(CNN) -- The first medical device to treat childhood attention deficit hyperactivity disorder, or ADHD, was OK'd Friday by the US Food and Drug Administration.
Designated for children ages 7 to 12 who are not currently on medication for the disorder, the device delivers a low-level electrical pulse to the parts of the brain responsible for ADHD symptoms.
"This new device offers a safe, non-drug option for treatment of ADHD in pediatric patients through the use of mild nerve stimulation, a first of its kind," Carlos Peña, director of the Division of Neurological and Physical Medicine Devices in the FDA's Center for Devices and Radiological Health, said in a statement.
Called the Monarch external Trigeminal Nerve Stimulation System, eTNS,and marketed by NeuroSigma, the treatment is only available by prescription and must be monitored by a caregiver.
The pocket-sized device is connected by wire to a small adhesive patch placed on the child's forehead above the eyebrows.
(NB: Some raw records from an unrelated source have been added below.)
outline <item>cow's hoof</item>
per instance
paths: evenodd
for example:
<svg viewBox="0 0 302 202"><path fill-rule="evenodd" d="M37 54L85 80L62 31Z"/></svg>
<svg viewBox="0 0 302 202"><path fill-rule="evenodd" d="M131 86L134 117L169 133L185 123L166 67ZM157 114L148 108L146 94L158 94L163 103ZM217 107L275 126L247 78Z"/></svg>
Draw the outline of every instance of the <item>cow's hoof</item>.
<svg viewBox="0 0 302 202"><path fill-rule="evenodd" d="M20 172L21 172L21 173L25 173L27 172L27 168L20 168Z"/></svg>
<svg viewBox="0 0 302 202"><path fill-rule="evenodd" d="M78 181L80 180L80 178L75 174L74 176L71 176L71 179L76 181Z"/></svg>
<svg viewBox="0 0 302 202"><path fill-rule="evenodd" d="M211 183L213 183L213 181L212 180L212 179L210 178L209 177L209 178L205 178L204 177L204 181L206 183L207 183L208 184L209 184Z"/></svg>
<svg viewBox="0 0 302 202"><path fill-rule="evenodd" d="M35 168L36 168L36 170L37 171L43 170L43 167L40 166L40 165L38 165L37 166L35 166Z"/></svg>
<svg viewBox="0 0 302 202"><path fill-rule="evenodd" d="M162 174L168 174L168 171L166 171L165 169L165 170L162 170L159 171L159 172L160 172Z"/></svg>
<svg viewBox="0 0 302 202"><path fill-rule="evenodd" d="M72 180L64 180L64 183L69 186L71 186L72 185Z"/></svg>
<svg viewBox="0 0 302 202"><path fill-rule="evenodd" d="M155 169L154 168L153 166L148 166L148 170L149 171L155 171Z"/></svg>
Designed to be used at home while sleeping, it delivers a "tingling" electrical stimulation to branches of the cranial nerve that delivers sensations from the face to the brain.
The device was previously approved for the treatment of epilepsy and depression in Europe and Canada and has also been investigated as a possible treatment for traumatic brain injury in veterans.
The device should not be worn by children under the age of 7, or any child on an insulin pump, pacemaker or implanted neurostimulator.
It should also not be used near a cell phone, the FDA said, because the phone's low levels of electromagnetic energy may interrupt the therapy.